E nós conseguimos perceber ambas as reações.

Vejamos, em alguma lei da rivalidade diz que não vale usar, por exemplo… Bichos? Mágicos? Bandidos? Grandes artistas? O Super-Mário?

Não nos parece.

E ninjas? Podem usar-se ninjas?

Oh, então não podem?

Olhem o FC Porto, por exemplo. Como é que na primeira época completa de Mourinho os dragões conquistaram a Taça de Portugal na final com a U. Leiria?

Com um ninja, pois claro. Aliás: com O Ninja.

Esse mesmo. Vanderlei Fernandes Silva, mais conhecido pelo nome de combate Derlei.

Mas calma! Porque o Sporting não se fica atrás.

Ou alguém se esquece que os leões usaram a mesma arma, precisamente contra o FC Porto, uns anos depois?

Sim, porque naquela final de 2008, quem deu a estocada final foi Rodrigo Tituí, mas quem é que andou durante 113 minutos a lutar com os defesas portistas?

A resposta é óbvia: O Ninja.

Ora, e se é de FC Porto, Sporting e Taça de Portugal que falamos, uma das nossas armas é a mesma.

Derlei, ele próprio.

«Esse jogo até podia ser a final»

Aos 46 anos, o ex-avançado, agora empresário nas áreas do imobiliário e construção civil, atende-nos o telefone no Brasil e basta-nos dizer que ligamos de Portugal para ele perceber do que se trata.

«Vem aí o Clássico, né?»

Assim mesmo, a mostrar que os reflexos continuam intactos.

«Ah, é um jogo importantíssimo. Até podia ser a final. Um Clássico é sempre especial, ainda para mais nesta fase da prova», introduz, antes de mostrar que continua a acompanhar o futebol português.

«É claro que a eliminatória ainda está em aberto, mas o FC Porto está em vantagem. Não só pelo resultado em Alvalade, como pela forma como está a jogar», analisa.

Grande conhecedor da arte de marcar golos, comos mostram os 95 golos apontados em 244 jogos ao serviço de FC Porto, Sporting, Benfica e U. Leiria, Derlei não espera um jogo de muitos golos no Dragão, mas acredita que ambas as equipas podem marcar na segunda mão das meias-finais da Taça de Portugal, nesta quinta-feira.

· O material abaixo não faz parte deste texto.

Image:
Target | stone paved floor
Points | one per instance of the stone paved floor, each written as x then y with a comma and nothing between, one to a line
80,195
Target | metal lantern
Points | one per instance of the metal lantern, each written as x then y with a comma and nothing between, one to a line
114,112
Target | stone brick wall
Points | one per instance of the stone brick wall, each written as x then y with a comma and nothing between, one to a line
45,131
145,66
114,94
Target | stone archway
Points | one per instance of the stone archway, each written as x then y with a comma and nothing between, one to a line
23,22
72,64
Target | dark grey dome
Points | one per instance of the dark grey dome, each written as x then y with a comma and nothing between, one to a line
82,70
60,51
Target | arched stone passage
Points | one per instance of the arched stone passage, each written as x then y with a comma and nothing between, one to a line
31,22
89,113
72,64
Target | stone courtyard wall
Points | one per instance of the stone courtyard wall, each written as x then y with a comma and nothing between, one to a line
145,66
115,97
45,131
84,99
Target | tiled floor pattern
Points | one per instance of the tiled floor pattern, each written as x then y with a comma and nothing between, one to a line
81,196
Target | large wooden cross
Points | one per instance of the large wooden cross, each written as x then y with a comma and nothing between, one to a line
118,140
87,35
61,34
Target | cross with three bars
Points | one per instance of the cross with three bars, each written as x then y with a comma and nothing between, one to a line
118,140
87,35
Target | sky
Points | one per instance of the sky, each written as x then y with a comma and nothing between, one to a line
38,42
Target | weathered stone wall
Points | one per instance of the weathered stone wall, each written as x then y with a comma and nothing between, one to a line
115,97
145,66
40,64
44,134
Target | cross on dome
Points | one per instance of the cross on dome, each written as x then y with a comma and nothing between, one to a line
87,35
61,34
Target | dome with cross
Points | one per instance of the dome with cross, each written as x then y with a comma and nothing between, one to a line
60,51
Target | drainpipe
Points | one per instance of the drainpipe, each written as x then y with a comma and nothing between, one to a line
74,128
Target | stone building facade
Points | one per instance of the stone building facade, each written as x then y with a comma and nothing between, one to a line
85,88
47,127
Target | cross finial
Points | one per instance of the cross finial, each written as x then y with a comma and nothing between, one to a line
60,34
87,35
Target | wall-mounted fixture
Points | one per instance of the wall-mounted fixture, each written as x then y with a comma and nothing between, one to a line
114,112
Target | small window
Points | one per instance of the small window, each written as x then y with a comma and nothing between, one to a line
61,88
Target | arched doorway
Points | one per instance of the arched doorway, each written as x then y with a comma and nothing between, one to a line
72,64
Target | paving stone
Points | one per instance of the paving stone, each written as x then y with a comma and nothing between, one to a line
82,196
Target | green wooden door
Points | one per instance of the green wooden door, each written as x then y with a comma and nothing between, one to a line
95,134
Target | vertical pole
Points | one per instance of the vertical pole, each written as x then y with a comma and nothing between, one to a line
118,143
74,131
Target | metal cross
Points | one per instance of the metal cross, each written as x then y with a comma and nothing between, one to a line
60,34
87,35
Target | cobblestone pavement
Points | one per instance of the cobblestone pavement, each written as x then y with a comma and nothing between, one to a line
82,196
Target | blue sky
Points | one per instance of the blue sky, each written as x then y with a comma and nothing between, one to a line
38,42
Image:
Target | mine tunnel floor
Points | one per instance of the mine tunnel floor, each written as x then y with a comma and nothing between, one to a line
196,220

«São duas equipas que raramente acabam um jogo sem marcar e ambas têm jogadores ‘com golo’. Paulinho, Slimani, Taremi… Todos bons jogadores com capacidade para decidir um jogo, também porque têm mais oportunidades para marcar pela posição em que jogam», defende.

Ao serviço do FC Porto, Derlei teve como companheiro de equipa Sérgio Conceição, atual treinador dos Dragões. E por pouco não se cruzou também com Ruben Amorim quando esteve no Benfica, ainda que se recorde bem de o ter como adversário.

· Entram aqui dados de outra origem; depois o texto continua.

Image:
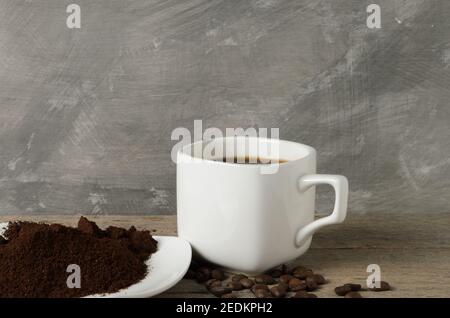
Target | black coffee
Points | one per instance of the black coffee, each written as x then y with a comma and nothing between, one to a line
251,160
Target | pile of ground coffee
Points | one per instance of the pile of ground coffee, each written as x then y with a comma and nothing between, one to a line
34,259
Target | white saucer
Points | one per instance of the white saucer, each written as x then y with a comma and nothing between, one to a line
166,267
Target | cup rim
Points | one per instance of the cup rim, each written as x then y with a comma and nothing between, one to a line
310,151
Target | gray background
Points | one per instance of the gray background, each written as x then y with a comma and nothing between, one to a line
86,115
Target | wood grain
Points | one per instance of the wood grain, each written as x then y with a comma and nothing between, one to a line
413,251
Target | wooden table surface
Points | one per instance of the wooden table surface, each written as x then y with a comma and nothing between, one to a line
413,251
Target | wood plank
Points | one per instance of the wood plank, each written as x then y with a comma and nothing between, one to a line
412,251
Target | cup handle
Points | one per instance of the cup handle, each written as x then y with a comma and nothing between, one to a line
340,185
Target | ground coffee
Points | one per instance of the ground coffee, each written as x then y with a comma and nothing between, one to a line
34,259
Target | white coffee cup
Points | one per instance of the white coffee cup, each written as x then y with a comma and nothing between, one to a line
244,219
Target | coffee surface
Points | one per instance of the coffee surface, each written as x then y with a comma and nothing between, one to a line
34,258
251,160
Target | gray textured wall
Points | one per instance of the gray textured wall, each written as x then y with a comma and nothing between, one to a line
86,115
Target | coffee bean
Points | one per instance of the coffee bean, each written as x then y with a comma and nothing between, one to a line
384,286
296,284
276,273
213,283
219,290
303,294
235,286
203,274
194,265
217,274
319,279
279,290
190,274
302,274
353,295
354,287
300,268
238,277
286,278
265,279
262,293
311,284
342,290
247,282
259,286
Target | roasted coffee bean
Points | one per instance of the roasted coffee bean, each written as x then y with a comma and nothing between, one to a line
203,274
235,285
354,287
275,273
384,286
247,282
311,284
319,279
219,290
190,274
217,274
303,294
213,283
262,293
300,268
353,295
238,277
279,290
265,279
302,274
259,286
285,278
342,290
194,265
296,284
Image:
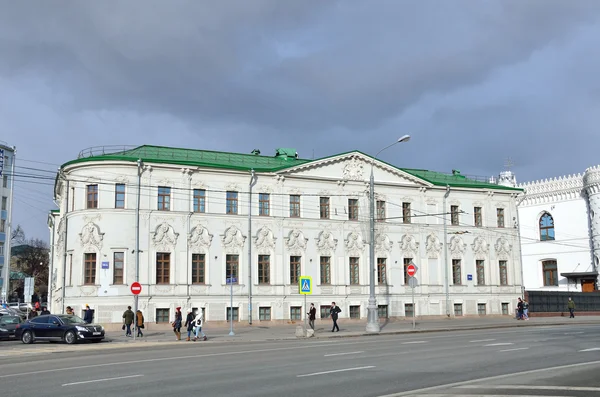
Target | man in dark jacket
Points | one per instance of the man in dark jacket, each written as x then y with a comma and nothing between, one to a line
128,320
334,314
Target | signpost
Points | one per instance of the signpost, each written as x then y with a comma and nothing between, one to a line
305,288
411,270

E para o que ambos têm conseguido como técnicos, Derlei só tem elogios a fazer.

«São dois treinadores jovens, mas já consagrados e ambos campeões nacionais. Tanto o Sérgio como o Ruben têm feito um enorme trabalho e elevado o nome dos clubes e do futebol português. Já mostraram que têm uma capacidade enorme e inteligência acima da média. Têm demonstrado isso na forma como trabalham», aplaude.

Para isso, e sublinhando que quem não foi jogador também pode tornar-se bom treinador, o brasileiro aponta a experiência de balneário como fundamental para saber liderar um grupo de jogadores.

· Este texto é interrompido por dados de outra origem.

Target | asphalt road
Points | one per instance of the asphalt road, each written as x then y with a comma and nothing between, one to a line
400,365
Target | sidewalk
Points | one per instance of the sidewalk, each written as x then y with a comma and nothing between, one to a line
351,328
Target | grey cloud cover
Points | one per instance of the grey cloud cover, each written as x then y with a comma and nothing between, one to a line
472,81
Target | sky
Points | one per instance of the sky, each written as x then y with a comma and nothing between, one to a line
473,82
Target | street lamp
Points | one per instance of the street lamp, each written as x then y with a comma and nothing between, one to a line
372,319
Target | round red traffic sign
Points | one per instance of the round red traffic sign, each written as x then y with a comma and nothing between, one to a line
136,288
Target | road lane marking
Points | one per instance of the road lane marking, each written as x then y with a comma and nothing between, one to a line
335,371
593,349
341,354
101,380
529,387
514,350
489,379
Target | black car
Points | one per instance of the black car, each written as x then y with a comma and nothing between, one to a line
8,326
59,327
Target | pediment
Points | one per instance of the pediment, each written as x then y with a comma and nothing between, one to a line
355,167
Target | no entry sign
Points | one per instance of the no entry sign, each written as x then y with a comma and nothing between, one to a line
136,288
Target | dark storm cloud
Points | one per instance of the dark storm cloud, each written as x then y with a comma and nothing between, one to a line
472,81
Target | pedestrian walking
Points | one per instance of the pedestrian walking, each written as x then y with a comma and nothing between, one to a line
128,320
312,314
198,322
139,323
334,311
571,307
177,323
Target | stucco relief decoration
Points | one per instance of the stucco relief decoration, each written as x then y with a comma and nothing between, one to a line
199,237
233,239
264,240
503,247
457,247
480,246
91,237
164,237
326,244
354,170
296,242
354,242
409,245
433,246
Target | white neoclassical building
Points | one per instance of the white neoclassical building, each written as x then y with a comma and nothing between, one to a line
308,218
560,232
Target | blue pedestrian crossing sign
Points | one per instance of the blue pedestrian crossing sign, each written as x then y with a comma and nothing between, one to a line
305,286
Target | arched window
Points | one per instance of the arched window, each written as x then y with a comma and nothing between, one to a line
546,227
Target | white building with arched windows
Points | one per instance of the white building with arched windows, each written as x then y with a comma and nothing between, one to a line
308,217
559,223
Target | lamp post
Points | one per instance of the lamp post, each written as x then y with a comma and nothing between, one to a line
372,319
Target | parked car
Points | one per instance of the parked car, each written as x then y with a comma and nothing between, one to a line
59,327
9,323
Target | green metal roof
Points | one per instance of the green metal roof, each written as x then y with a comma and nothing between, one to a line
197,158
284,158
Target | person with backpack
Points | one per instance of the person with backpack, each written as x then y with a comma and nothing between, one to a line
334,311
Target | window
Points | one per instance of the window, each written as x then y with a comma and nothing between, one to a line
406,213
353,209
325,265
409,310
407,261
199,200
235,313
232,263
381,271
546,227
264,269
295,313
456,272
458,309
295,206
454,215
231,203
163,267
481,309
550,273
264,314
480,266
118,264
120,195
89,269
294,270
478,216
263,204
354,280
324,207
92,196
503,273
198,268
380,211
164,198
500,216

«Aqueles que foram atletas absorveram um pouco de cada treinador que tiveram e formaram a sua forma de treinar. E o que têm de especial é que conseguem colocar-se na pele dos jogadores porque passaram por lá há pouco tempo».

A tradição de ser feliz no Jamor e o fair-play do dia em que perdeu para o Benfica

Derlei jogou oito épocas em Portugal e, além dos dois campeonatos, da Taça UEFA, da Liga dos Campeões e da Taça Intercontinental que conquistou pelo FC Porto, venceu ainda duas Taças de Portugal.

As duas de que já falámos: contra a U. Leiria, pelos dragões; e contra o FC Porto, pelo Sporting.

Por isso, o Jamor, onde esta época apenas um dos clubes estará, é um palco que lhe traz boas memórias.

«Todas as finais jogadas no Estádio Nacional são especiais. Por tudo o que o futebol português já viveu naquele estádio. Não é para qualquer um jogar lá uma final. Certamente, no futuro, o estádio será modernizado, como todos, mas a história fica para sempre nos que lá jogaram um dia e eu não sou diferente», enaltece, lembrando as duas vezes que ergueu ali a Taça de Portugal.

«É uma recordação sempre boa. Fui quase sempre feliz no Jamor. Ganhei pelo FC Porto e depois pelo Sporting, contra o FC Porto. Curiosamente, quando ganhei foi sempre contra um clube onde tinha jogado. Tive a felicidade de muitas vezes estar do lado certo e de vencer», orgulha-se.

Mas na hora de eleger a tarde com mais significado que viveu no Jamor, Derlei não hesita um segundo.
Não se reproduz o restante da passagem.